# Bathtub Drain -- Without Overflow Waste Trap



## smorley (Apr 21, 2009)

An "L" or an "I" does not sound good to me a "J" Is good there has to be a place to trap water to block sewage smell.


----------



## LookoutRanch (Apr 20, 2009)

sabinh said:


> I'll introduce myself fully later, but I have a very quick question that could save me hours of work.
> 
> I've already used google to find solutions here on how to remove already set PVC pipes, installing a bathtub on a concrete floor, and tiling. I'm getting into the final stretch of a modest basement bathroom remodel and I've become a bit punchy.
> 
> ...



Let me see if I understand your situation: 

The drain pipe is directly under the tub drain hole, rather than in front of the tub, under the overflow?

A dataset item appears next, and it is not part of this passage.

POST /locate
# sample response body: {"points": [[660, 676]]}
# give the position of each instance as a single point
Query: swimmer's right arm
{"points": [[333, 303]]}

As long as there's a trap underneath someplace, you should be able to jury-rig a pipe set-up that directs the overflow to your drain. It's just a reverse of the usual situation, where the drain is directed to the overflow.

But is there enough room for the fittings? Can you reach it to work on it?

Is there a shower drain that would work? They're usually 2-inch, but if you could find a 1.5-inch, it might work if there's room.

Oy vey!

I'd be tempted to break up the slab in that area and reroute the drain pipe to the usual place. If you ever have to work on it in the future, you might be glad you did.


----------



## wrangler (Oct 9, 2008)

Hate it or not, just do it right! You're only asking for problems later. Like if you should ever have someone overflow the tub, get a clog, want to sell the house or an inspector catches it? It isn't _that_ hard to correct. You saved alot of money doing the work yourself, but spend the few more 
dollars to do it right or pay alot more later to have it re-done. 
JMTCW
Brett


----------



## sabinh (Apr 20, 2009)

*Thanks, guys. You are of course, right*

Thanks all for the info. I've seen the error of my ways and will fix it so the drain is installed directly beneath the overflow and not the tub drain hole.

sabinh:thumbsup:


----------



## wrangler (Oct 9, 2008)

By the way, sorry if I seemed to be sarcastic or dismissive, but often people come on here wanting justification for work already done, be it right or wrong. And while this is a DIY site, it is always in your best interest that advice is given. 
Some of us have seen many horror stories, be it electrical, plumbing, structural etc., and offer our opinions and advice based on our own experience. 
Brett


----------



## Sharonmcelrath (Feb 15, 2010)

*It is called a straight tub shoe*

Hi, I am new at this site... I stumbled accross your message when searching for the same part. My tub also does not have an overflow drain. The part you are looking for is called a *STRAIGHT TUB SHOE*. Normally it is only a threaded fitting x hub (glued joint for abs) you can also get them in different finish types for tubs that have an old style appearance and the drain is exposed. They are commonly used with the old style footed tubs. If your tub does not have an over flow you do not want to use a drain kit for a tub that has one. You still do need to attach the plumbing to a P-trap. I purchase my fittings from Central Arizona Supply. Good luck.:thumbup:



sabinh said:


> I'll introduce myself fully later, but I have a very quick question that could save me hours of work.
> 
> I've already used google to find solutions here on how to remove already set PVC pipes, installing a bathtub on a concrete floor, and tiling. I'm getting into the final stretch of a modest basement bathroom remodel and I've become a bit punchy.
> 
> ...


----------